使用 Powershell 更新 IIS 的 SSL 绑定 7

Question

I'm trying to update a PS5 script to PS7, mainly because the script does work that requires a PS Core module.

Part of the script involved updating IIS bindings to use a different SSL Certificate. The cert is in the store and ready to be used - I just need to change the thumbprint on the binding.

My PS5 script used Get-WebConfiguration to get the bindings and then just looped through, calling RebindSslCertificate on relevant bindings.

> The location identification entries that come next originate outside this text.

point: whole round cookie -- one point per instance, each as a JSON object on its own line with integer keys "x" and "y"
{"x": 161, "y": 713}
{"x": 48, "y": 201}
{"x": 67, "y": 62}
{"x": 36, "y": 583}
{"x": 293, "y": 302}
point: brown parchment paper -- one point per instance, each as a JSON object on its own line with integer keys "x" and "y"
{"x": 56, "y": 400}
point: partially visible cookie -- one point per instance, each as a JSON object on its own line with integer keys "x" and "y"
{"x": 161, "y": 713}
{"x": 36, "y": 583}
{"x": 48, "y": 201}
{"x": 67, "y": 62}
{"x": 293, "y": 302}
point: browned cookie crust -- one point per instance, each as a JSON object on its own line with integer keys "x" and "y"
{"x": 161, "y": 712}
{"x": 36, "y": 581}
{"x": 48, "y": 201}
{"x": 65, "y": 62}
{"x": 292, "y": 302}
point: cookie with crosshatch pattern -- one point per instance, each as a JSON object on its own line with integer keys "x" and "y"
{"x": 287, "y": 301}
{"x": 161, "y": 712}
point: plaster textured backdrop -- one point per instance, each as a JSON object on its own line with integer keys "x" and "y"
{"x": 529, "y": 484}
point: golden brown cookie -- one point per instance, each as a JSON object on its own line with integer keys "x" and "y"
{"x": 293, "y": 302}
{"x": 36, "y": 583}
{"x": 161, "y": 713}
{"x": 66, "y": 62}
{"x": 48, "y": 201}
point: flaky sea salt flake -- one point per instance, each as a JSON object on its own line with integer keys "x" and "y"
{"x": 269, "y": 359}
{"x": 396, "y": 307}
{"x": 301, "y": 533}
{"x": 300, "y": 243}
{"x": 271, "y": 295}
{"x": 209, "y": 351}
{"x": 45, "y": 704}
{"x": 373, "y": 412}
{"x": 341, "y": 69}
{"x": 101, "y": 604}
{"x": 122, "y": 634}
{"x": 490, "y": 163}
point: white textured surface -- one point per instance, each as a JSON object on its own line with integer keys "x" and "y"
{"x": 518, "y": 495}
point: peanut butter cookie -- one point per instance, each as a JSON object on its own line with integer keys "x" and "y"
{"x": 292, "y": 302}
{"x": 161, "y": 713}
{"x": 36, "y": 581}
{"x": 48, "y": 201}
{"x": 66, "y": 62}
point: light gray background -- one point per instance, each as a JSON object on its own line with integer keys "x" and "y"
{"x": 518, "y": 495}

I've tried using Set-WebConfigurationProperty and Set-WebBinding ; neither errors but neither actually updates the binding with IIS - example:

Set-WebConfigurationProperty  -Name 'certificateHash'  -Value $newCert.Thumbprint -PSPath "IIS:\\"  ` 
-Filter "/system.applicationHost/sites/site/bindings/binding[@protocol='https'][@bindingInformation='*:443:hostname']"   `

Could anyone help point me in the right direction for what I'm missing?

Thanks, Mark.

PS, Apologies if this is a repeat question but all I can find is old stuff that doesn't work or relates to "-Set-Item IIS:\SslBindings" Maybe there is someway to get the IIS drive working with remoting?

Answer 1

Ran into this on 9/10/2021 using Powershell 7.1.4.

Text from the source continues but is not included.